I’m not sure how this can be the “World’s First.” I was using UV cure liquid plastic in an attempt to hold in solution protein crystals in place back in early 1995. Back then it was just another tool we had in the lab, not some fancy new technology. The bondic product is just a smaller and slicker packaging at a much more affordable price. Like lots of things from 1995 (see apple Newton).
Hyperbole is hyperbolic.
It is a pretty slick product though. I used a similar kit to bond a glass-filled PP car part together to save a huge hassle of removing and sourcing a replacement. Thumbs up from me.
So many choices!
Now: Boing Boing Store, Bondic Pro Kit (“All Sales Final”) for 54% off, only $22.99 for kit with 3 tubes.
Then: January 2016. Bondic Starter Kit via Mark’s Amazon affiliate link, $19.95 for kit with 2 tubes (as of today’s Amazon pricing)
Then then: March 2015. Bondic Starter Kit via Cory’s affiliate link, $19.95 for kit with 2 tubes (as of today’s Amazon pricing).
Boingers love them some Bondic!
or under $20 on amazon …
I work with 3D printers that cure a liquid resin with UV light. We take safety training and use precautions. So I was dismayed at the cavalier attitude displayed by this product. From the FAQ:
Can Bondic® be handled by children?
There is no risk of skin sticking uncontrollably and dangerously. Even so, we recommend you only let children over 12-13 years handle Bondic®.
Dig deep into their site and you’ll find the material safety data sheet, which includes a number of warnings including:
Wash off immediately with soap and plenty of water, Get medical attention if irritation develops and persists.
You’ll develop a sensitivity after regular contact with this sort of material. Rashes and worse can develop.
And then there’s the question of the ultraviolet light. We wear protective goggles when there’s any chance of exposure to UV light because of the potential for serious eye damage. What kind of UV light does Bondic use? From the FAQ:
What wavelength does the fluid cure at?
Thanks for asking but sometimes the chef doesn’t tell you the secrets of their recipes!
This is inexcusable.
I’ve used this stuff for years. When it works (about 80% of the time) it works great. I fixed a watch band for a 10 year-old watch, for which no replacement bands were available anywhere. That was a couple of years ago, and the fix still works, and I wear the watch daily.

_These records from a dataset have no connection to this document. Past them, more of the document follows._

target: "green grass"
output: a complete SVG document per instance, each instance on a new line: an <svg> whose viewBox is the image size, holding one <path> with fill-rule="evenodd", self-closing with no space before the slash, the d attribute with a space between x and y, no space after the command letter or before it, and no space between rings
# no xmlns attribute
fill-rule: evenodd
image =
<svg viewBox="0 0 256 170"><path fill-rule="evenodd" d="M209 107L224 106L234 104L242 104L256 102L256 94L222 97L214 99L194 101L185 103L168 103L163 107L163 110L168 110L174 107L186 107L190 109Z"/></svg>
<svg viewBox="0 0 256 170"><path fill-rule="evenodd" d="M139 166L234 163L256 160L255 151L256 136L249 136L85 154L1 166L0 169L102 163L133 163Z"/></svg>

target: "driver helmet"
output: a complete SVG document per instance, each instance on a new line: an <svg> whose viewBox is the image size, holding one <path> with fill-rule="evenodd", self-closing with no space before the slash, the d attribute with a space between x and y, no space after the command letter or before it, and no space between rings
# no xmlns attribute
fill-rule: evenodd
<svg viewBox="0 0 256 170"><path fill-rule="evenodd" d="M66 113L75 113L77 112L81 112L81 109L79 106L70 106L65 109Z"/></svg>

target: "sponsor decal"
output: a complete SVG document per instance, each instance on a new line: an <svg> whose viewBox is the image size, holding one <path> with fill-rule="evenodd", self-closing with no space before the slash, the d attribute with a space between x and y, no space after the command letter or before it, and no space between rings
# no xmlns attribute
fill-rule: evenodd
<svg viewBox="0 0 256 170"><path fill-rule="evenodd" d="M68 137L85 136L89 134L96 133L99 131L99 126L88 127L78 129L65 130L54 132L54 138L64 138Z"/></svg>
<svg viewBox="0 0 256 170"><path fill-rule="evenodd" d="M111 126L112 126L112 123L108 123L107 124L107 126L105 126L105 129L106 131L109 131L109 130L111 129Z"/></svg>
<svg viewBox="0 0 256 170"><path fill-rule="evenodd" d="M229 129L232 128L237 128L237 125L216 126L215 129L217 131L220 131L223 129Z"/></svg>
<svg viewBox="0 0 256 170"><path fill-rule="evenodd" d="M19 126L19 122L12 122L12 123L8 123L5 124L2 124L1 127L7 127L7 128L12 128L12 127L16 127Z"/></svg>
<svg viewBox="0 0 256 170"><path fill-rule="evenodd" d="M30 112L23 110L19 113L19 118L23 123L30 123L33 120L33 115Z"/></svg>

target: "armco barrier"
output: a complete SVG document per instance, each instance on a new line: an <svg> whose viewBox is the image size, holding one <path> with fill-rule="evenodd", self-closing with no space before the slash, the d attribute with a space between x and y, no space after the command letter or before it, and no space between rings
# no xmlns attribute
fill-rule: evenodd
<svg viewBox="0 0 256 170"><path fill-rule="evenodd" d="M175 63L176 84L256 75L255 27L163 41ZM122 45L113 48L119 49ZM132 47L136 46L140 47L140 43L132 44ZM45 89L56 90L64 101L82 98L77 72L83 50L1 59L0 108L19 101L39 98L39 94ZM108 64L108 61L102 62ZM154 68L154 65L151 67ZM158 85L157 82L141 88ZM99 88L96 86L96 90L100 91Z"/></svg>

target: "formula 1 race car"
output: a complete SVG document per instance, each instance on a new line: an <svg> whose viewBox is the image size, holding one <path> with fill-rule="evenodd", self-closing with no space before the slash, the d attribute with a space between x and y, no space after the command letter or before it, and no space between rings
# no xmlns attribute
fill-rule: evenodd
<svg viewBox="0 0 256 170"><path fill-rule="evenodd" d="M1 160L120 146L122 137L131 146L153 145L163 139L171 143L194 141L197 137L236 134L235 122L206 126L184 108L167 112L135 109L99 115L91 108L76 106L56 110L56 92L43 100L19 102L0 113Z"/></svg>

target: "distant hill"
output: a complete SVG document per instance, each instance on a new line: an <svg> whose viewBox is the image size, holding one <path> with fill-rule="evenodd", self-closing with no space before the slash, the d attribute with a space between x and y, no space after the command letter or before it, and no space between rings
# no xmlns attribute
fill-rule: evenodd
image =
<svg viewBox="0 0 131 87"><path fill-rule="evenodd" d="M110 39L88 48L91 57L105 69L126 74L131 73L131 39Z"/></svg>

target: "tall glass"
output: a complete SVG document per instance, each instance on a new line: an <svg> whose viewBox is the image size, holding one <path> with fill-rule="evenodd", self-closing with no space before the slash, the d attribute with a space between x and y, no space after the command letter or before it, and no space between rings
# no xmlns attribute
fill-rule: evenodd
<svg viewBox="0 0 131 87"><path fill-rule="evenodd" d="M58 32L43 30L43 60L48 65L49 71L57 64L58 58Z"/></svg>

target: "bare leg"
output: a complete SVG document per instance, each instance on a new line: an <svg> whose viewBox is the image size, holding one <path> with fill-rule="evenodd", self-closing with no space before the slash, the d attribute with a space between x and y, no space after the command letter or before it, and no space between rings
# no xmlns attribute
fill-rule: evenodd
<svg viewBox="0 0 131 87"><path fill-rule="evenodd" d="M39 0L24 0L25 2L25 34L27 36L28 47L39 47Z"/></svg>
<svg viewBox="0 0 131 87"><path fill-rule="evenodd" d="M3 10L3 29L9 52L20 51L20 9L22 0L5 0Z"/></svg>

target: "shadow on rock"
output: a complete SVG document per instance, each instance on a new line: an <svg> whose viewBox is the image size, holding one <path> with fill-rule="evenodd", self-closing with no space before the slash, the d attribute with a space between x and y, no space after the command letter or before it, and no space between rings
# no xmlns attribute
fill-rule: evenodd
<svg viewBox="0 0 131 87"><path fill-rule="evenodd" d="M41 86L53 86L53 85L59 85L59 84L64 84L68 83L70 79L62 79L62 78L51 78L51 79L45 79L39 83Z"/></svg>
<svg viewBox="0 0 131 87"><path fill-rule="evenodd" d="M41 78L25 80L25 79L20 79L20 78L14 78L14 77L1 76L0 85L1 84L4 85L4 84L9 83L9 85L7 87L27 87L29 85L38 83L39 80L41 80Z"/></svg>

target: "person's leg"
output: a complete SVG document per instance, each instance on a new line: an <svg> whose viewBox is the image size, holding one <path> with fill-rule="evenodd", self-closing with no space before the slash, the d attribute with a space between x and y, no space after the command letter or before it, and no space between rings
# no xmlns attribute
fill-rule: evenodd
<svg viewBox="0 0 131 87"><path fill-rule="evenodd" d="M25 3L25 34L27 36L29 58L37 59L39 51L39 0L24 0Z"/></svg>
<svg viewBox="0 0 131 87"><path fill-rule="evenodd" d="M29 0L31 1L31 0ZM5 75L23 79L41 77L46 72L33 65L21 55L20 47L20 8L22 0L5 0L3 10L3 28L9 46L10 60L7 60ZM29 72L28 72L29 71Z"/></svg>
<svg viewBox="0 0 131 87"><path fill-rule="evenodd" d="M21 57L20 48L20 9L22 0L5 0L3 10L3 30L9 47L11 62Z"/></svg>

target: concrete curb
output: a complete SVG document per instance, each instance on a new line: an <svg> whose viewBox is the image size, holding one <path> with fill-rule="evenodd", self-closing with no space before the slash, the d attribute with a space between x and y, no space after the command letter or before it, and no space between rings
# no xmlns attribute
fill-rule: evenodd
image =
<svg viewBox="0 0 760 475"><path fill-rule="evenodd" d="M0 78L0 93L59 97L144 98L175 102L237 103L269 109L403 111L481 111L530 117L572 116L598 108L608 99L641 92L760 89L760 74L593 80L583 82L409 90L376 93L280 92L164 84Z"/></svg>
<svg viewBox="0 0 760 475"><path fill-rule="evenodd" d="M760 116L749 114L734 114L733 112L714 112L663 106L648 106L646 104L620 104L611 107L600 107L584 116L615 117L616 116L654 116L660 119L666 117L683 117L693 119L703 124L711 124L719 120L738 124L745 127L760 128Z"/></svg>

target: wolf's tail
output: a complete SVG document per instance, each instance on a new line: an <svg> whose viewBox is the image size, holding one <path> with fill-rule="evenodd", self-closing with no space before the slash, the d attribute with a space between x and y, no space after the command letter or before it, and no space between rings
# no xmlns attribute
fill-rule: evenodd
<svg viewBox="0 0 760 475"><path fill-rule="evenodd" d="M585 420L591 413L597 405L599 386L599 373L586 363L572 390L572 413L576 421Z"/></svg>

You can now find knock-offs of Bondic in just about any hardware store, for considerably less. Never tried it, so I don’t know if it works as well.
From the Bondic site:
Bond, build, fix and fill anything - plastic,
wood, metal, PVC, steel, rubber, wiring, ceramic, figurines, vinyl,
Kevlar, polypropylene, leather and so much more
Polypropylene is a plus. How about polyethylene? Anyone know? That’s notoriously hard to glue.
it’s almost like they get money to hawk crap.